Following the reported transaction, Balachandran continues to hold 37,697 ordinary shares directly. The sale was conducted through a pre-arranged automatic selling plan and was not a discretionary trade by the reporting person.
- Transaction Code: S (Sale)
- Ownership Form: Direct (D)
- Transaction was executed pursuant to automatic sale instructions
- Filing was signed by Christian Klemt as Attorney-in-Fact on June 24, 2025
uniQure Director David D. Meek reported a non-discretionary sale of 2,112 ordinary shares on June 20, 2025, at a weighted average price of $14.45 per share (range: $14.40-$14.50). The transaction was executed to cover estimated withholding taxes following the vesting of restricted share units, in accordance with automatic sale instructions in the Restricted Share Unit Agreement.

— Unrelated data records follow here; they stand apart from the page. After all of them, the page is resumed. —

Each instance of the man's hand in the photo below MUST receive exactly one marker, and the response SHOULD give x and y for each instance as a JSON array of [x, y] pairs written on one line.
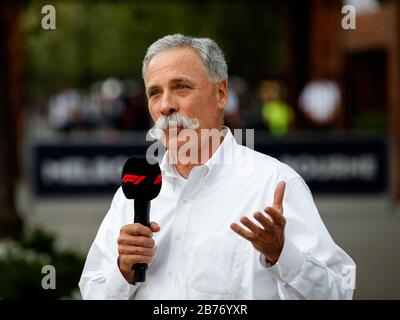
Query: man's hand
[[269, 238], [135, 246]]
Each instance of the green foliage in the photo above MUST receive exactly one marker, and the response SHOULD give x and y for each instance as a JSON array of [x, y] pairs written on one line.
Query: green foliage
[[21, 266], [97, 39]]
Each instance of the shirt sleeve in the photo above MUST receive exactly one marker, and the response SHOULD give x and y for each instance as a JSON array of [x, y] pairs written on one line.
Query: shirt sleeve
[[311, 265], [101, 278]]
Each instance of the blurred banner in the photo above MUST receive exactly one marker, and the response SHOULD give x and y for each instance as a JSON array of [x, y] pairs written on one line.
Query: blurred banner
[[348, 166]]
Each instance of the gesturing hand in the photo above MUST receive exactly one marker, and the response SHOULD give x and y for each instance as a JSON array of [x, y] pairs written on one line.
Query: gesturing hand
[[269, 238]]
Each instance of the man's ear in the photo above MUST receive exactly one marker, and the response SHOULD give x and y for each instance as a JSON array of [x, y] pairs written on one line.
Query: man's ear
[[222, 94]]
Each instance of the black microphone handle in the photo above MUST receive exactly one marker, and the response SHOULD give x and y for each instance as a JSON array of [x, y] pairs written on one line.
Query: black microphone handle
[[142, 216]]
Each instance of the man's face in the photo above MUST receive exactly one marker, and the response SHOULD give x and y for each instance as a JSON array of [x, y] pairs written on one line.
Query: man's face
[[176, 81]]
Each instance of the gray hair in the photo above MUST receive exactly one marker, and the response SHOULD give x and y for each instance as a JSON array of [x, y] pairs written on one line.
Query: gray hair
[[209, 52]]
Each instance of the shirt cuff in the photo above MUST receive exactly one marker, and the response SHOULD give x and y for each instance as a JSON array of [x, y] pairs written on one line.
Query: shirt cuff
[[288, 264], [117, 284]]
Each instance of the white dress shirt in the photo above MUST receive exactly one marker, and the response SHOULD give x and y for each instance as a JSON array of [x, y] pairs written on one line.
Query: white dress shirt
[[198, 256]]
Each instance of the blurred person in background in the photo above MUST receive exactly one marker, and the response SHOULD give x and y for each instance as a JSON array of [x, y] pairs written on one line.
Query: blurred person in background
[[320, 101], [232, 110], [276, 114], [64, 110]]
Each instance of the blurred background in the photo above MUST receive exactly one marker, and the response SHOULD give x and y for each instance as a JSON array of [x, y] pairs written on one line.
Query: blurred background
[[319, 83]]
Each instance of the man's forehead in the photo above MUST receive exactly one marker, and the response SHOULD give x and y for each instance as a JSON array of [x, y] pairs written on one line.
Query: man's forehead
[[175, 63]]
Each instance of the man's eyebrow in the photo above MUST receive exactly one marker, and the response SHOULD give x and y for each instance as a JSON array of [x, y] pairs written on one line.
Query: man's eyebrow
[[174, 80], [182, 79]]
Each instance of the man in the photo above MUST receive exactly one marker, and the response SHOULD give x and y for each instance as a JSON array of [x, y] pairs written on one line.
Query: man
[[230, 223]]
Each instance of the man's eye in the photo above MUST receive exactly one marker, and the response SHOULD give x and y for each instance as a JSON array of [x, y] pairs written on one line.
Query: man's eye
[[181, 86], [152, 93]]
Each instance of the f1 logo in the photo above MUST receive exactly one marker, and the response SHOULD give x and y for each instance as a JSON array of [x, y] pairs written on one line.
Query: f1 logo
[[135, 179]]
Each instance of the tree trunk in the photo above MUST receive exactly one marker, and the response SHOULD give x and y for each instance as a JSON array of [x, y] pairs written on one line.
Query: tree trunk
[[10, 111]]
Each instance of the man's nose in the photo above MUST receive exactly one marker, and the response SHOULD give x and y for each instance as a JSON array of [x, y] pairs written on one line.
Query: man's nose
[[168, 104]]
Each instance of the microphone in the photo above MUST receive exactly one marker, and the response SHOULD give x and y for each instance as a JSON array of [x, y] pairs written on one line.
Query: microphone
[[141, 181]]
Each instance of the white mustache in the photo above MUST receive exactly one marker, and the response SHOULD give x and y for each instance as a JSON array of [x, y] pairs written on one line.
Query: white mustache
[[173, 120]]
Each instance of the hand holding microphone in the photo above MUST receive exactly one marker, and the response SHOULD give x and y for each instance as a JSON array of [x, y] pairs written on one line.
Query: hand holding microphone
[[135, 246], [141, 181]]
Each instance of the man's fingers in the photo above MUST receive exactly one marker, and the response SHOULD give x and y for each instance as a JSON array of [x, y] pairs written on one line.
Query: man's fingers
[[139, 241], [154, 227], [276, 216], [137, 229], [242, 232], [278, 195], [133, 250], [128, 260], [257, 231], [265, 221]]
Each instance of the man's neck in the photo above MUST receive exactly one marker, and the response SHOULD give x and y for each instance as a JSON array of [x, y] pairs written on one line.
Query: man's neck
[[185, 169]]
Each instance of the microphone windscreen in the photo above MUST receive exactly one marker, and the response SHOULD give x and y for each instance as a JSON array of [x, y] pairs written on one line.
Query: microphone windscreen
[[141, 180]]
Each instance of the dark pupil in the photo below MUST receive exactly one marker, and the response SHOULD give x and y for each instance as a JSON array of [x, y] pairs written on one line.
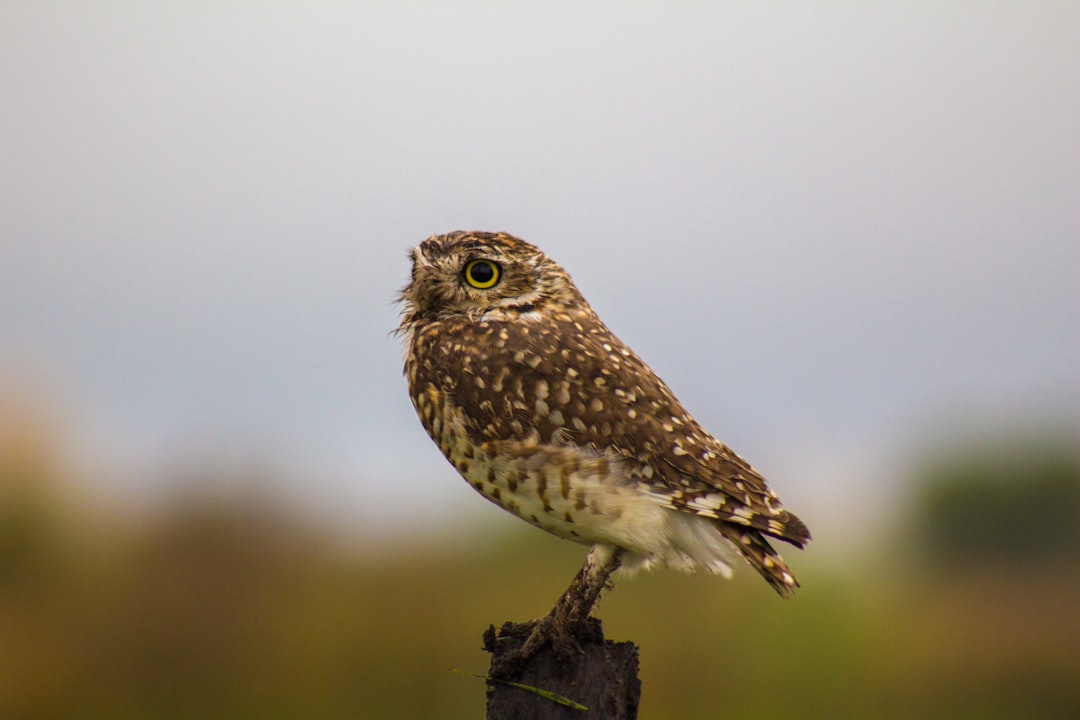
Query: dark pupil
[[482, 272]]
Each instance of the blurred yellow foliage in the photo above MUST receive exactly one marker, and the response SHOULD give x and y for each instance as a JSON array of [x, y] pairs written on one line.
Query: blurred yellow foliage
[[237, 609]]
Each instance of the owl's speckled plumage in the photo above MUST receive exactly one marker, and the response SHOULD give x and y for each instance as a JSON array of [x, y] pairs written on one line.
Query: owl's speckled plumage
[[551, 417]]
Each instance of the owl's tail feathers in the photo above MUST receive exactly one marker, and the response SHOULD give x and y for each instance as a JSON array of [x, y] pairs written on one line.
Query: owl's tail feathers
[[758, 553]]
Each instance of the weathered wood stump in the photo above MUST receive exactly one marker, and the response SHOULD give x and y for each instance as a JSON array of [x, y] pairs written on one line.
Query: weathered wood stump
[[602, 677]]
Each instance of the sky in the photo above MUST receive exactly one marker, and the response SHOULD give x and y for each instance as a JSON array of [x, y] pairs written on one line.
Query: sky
[[839, 231]]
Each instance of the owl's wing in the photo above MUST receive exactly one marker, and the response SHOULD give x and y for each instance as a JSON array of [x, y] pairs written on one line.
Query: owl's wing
[[606, 396]]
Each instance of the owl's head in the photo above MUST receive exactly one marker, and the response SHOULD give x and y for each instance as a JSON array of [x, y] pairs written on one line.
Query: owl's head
[[481, 274]]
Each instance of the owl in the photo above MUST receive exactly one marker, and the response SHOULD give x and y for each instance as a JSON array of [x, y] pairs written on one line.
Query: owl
[[548, 415]]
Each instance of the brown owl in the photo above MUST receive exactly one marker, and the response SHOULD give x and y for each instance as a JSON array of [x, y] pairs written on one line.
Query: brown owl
[[551, 417]]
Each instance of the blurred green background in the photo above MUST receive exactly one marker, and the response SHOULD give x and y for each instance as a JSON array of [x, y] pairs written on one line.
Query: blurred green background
[[231, 607]]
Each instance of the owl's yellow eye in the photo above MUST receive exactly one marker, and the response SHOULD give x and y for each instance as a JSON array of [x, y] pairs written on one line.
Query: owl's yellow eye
[[482, 274]]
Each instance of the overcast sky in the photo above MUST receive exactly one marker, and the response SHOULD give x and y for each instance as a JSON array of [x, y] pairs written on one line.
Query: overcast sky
[[836, 229]]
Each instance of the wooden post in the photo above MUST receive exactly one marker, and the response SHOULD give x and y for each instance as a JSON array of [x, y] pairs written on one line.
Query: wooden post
[[603, 678]]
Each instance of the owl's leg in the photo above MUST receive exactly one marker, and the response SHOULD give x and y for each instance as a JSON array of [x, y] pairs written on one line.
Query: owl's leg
[[568, 621], [584, 592]]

Following the reported transaction, Meek continues to directly own 34,190 ordinary shares of uniQure. The sale was conducted through automatic sale instructions and was not a discretionary trade by the reporting person.
- Transaction Type: Non-discretionary sale (tax withholding)
- Transaction Code: S
- Ownership Type: Direct
- Role: Director
uniQure N.V. Chief Legal Officer Jeannette Potts reported a non-discretionary sale of 4,670 ordinary shares on June 16, 2025, at a weighted average price of $15.14 per share (range: $15.00-$15.22).
Key details of the transaction:
- The sale was automatically executed to cover estimated tax withholding obligations upon the vesting of restricted share units
- Transaction was made pursuant to automatic sale instructions in the Restricted Share Unit Agreement
- Following the transaction, Potts directly owns 115,073 ordinary shares
- The sale was non-discretionary and not a voluntary trade by the insider
This Form 4 filing was signed by Christian Klemt as Attorney-in-Fact on June 20, 2025, and demonstrates standard tax-related share disposition following equity compensation vesting.